While mergers can come in waves, it is rare that more than one large combination will happen in any given city within the same calendar year. The last time a Midwest city had more than one acquisition involving 100 or more lawyers in the same year occurred in 2007, when Chicago had two major mergers: 400-lawyer Locke Liddell merged with 300-lawyer Lord Bissell, and Reed Smith acquired 145-lawyer Sachnoff & Weaver.
When it comes to Big Law expansion into hot markets, the preferred entry strategy is typically not mergers but rather groups of lateral hires. Boston and Houston are two cities that have recently seen an influx of large law firms in that way.
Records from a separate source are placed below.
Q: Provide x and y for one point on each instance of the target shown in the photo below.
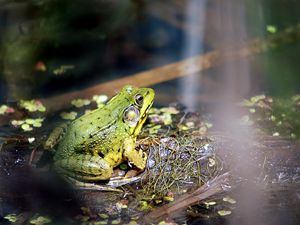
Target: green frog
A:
(95, 143)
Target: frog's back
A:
(91, 128)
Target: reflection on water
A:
(50, 47)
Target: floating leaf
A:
(68, 115)
(208, 204)
(31, 139)
(101, 222)
(144, 205)
(120, 205)
(100, 99)
(224, 212)
(26, 127)
(229, 199)
(103, 215)
(169, 110)
(80, 102)
(154, 129)
(63, 69)
(40, 66)
(40, 220)
(123, 166)
(132, 222)
(116, 221)
(11, 217)
(17, 122)
(271, 28)
(6, 109)
(32, 105)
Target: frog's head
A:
(138, 102)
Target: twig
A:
(216, 186)
(180, 69)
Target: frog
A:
(95, 143)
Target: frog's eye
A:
(139, 99)
(131, 115)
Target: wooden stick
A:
(179, 69)
(214, 187)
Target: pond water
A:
(56, 51)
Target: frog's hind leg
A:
(84, 167)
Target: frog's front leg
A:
(84, 167)
(138, 158)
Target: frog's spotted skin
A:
(97, 142)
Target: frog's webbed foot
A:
(138, 158)
(84, 167)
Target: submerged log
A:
(179, 69)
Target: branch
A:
(216, 186)
(179, 69)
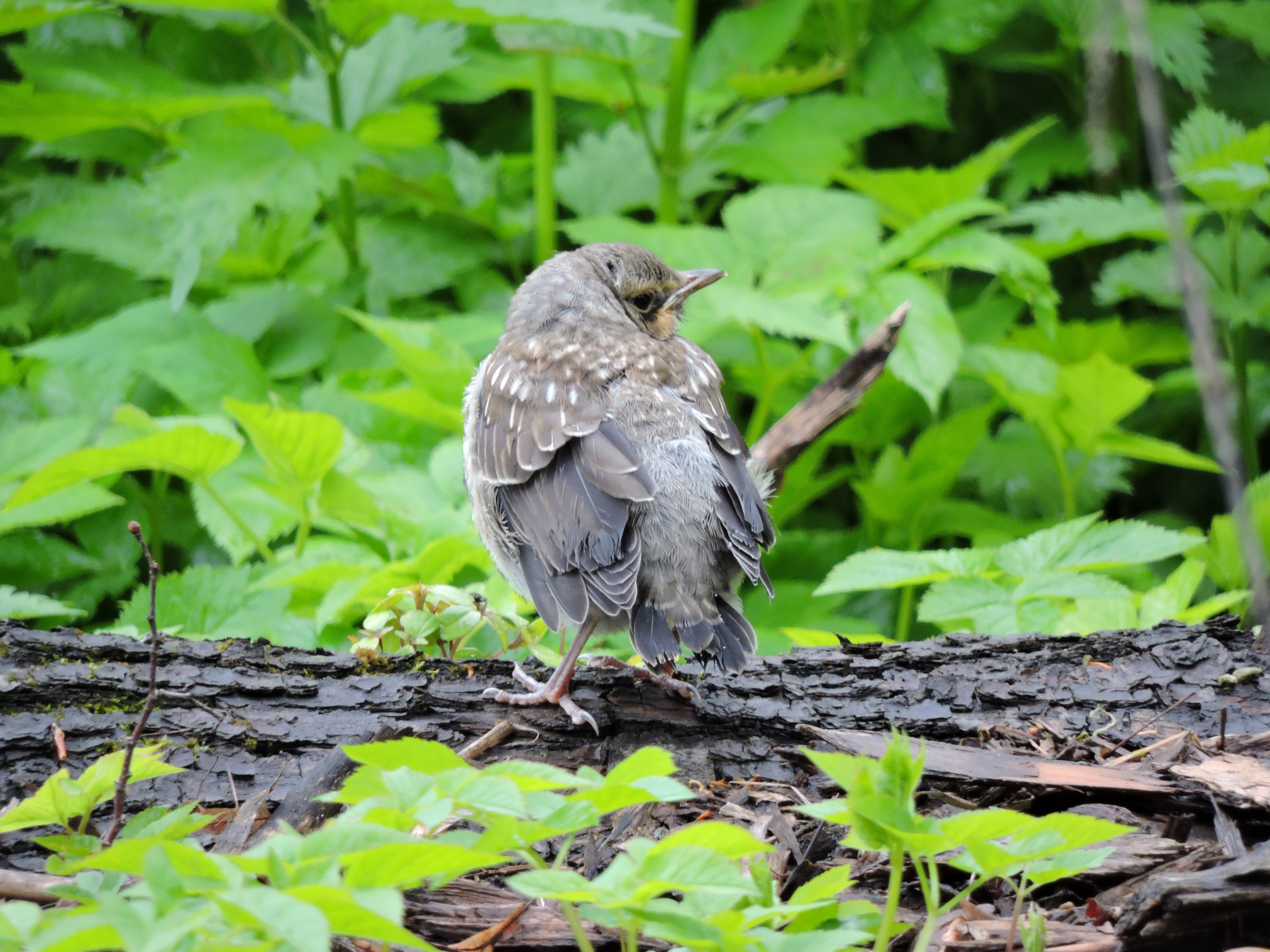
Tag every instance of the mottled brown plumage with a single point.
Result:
(605, 473)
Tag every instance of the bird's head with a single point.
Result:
(615, 282)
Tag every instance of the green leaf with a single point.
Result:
(298, 447)
(190, 452)
(726, 838)
(1070, 586)
(28, 605)
(910, 195)
(1071, 223)
(1099, 394)
(1244, 21)
(407, 865)
(348, 917)
(930, 343)
(279, 916)
(423, 756)
(1136, 446)
(554, 884)
(745, 41)
(809, 139)
(1221, 163)
(1123, 542)
(606, 174)
(359, 18)
(887, 569)
(60, 507)
(400, 55)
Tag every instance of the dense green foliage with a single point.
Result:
(252, 253)
(418, 814)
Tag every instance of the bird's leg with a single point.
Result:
(557, 688)
(663, 680)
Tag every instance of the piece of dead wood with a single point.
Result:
(1215, 908)
(968, 763)
(830, 400)
(1109, 904)
(486, 939)
(991, 936)
(1235, 780)
(32, 888)
(1133, 855)
(251, 814)
(463, 908)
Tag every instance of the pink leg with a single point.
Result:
(662, 681)
(557, 688)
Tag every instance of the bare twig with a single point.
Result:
(494, 737)
(122, 784)
(1215, 393)
(831, 400)
(1180, 701)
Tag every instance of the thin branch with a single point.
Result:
(1215, 393)
(831, 400)
(152, 695)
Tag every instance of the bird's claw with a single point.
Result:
(663, 681)
(540, 694)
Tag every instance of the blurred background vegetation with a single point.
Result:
(252, 253)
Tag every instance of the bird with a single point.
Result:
(606, 477)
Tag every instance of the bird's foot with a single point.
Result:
(554, 692)
(663, 681)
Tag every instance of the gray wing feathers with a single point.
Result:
(741, 510)
(566, 479)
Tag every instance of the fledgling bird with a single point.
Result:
(605, 474)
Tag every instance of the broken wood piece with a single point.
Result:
(1216, 908)
(1110, 902)
(28, 886)
(973, 765)
(496, 735)
(1235, 780)
(830, 400)
(239, 829)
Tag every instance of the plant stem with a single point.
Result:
(155, 502)
(303, 532)
(152, 694)
(580, 934)
(676, 97)
(893, 885)
(931, 895)
(266, 553)
(1239, 350)
(1215, 393)
(544, 160)
(346, 202)
(905, 612)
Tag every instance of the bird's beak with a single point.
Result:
(696, 280)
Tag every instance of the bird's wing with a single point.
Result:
(738, 503)
(566, 479)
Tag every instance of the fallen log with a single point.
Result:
(1024, 721)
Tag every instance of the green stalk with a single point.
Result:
(266, 553)
(303, 532)
(905, 612)
(676, 98)
(544, 160)
(1239, 347)
(346, 200)
(580, 935)
(893, 886)
(931, 894)
(159, 482)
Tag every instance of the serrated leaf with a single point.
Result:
(30, 605)
(190, 452)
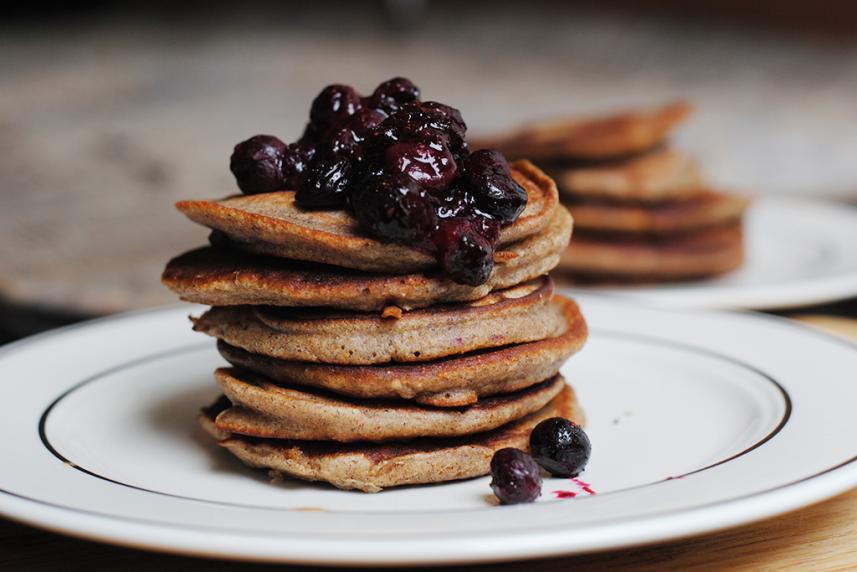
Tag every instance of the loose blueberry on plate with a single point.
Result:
(391, 95)
(515, 476)
(560, 446)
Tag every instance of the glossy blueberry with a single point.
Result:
(327, 182)
(465, 254)
(431, 166)
(394, 207)
(515, 476)
(391, 95)
(560, 446)
(296, 162)
(257, 164)
(486, 174)
(333, 106)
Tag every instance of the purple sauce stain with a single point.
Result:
(582, 486)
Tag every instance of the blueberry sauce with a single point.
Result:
(401, 166)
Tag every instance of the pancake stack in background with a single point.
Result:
(359, 363)
(642, 211)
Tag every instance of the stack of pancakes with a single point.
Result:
(642, 211)
(358, 362)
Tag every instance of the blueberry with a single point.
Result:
(391, 95)
(327, 182)
(333, 106)
(296, 162)
(394, 207)
(486, 174)
(257, 164)
(560, 446)
(465, 254)
(515, 476)
(365, 120)
(412, 124)
(431, 166)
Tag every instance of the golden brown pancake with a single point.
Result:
(662, 174)
(702, 210)
(271, 224)
(603, 137)
(448, 382)
(262, 409)
(372, 467)
(365, 339)
(692, 255)
(220, 277)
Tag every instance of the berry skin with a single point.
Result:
(428, 165)
(327, 182)
(486, 174)
(449, 118)
(391, 95)
(394, 207)
(465, 254)
(333, 106)
(560, 446)
(257, 164)
(515, 476)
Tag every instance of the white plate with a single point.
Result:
(699, 421)
(799, 252)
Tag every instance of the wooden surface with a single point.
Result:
(821, 537)
(136, 110)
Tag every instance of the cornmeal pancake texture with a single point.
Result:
(364, 339)
(358, 362)
(263, 409)
(705, 209)
(371, 467)
(447, 382)
(591, 138)
(643, 212)
(661, 174)
(271, 224)
(218, 276)
(695, 255)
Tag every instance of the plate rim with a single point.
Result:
(700, 296)
(718, 515)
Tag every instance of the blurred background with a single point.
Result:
(111, 112)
This year, the Boston market has seen firms including Kirkland & Ellis and Wilson Sonsini Goodrich & Rosati open new offices in the city. Kirkland & Ellis in June hired Sean Hill and Stephanie Berdek away from Proskauer Rose. Wilson Sonsini opened its office in January with the hire of Mark Solakian, formerly general counsel at Bedford, Massachusetts-based Joule Unlimited Technologies Inc. That comes on the heels of firms including Gordon Rees Scully Mansukhani, Morrison Foerster, Polsinelli and White & Case entering the market since 2015. Kent Zimmermann, a consultant at The Zeughauser Group, says Boston’s large life sciences and tech community is a draw for many firms.
As for whether there is another city ripe to see a domino effect of mergers in the short-term, some consultants point to Minneapolis, where one source says law firms from the Pacific Northwest have expressed interest in the Twin Cities’ swathe of Fortune 500 headquarters and medical device expertise.
In order for that to occur, Big Law has some convincing to do among people like Steven Ryan, chair of Briggs and Morgan, a roughly 150-lawyer firm with a proud, 100-plus year history representing large companies in Minneapolis, including the Minnesota Twins and the Vikings.
Ryan says he has heard plenty of pitches from firms—local, regional, national and global—about merging. “There is a lot of interest in access to the Twin Cities market,” he says. As a rational businessman, Ryan says it makes sense to hear offers.
But none have been compelling and, in his estimation, most mergers are a way to patch up holes in aging partnerships or to solve some other problem he doesn’t see within his own firm.
“I think people figure, ‘If I’m part of something big enough, I’ll always have that to fall back on,’” Ryan says. “I’m not sure that’s necessarily a great plan, at least for serving the markets we do here. We do national work for largely regional clientele.”
In other words, the merger bug may not have quite struck Minneapolis. But at the current rate of law firm combinations, there are plenty of other managing partners likely to catch it.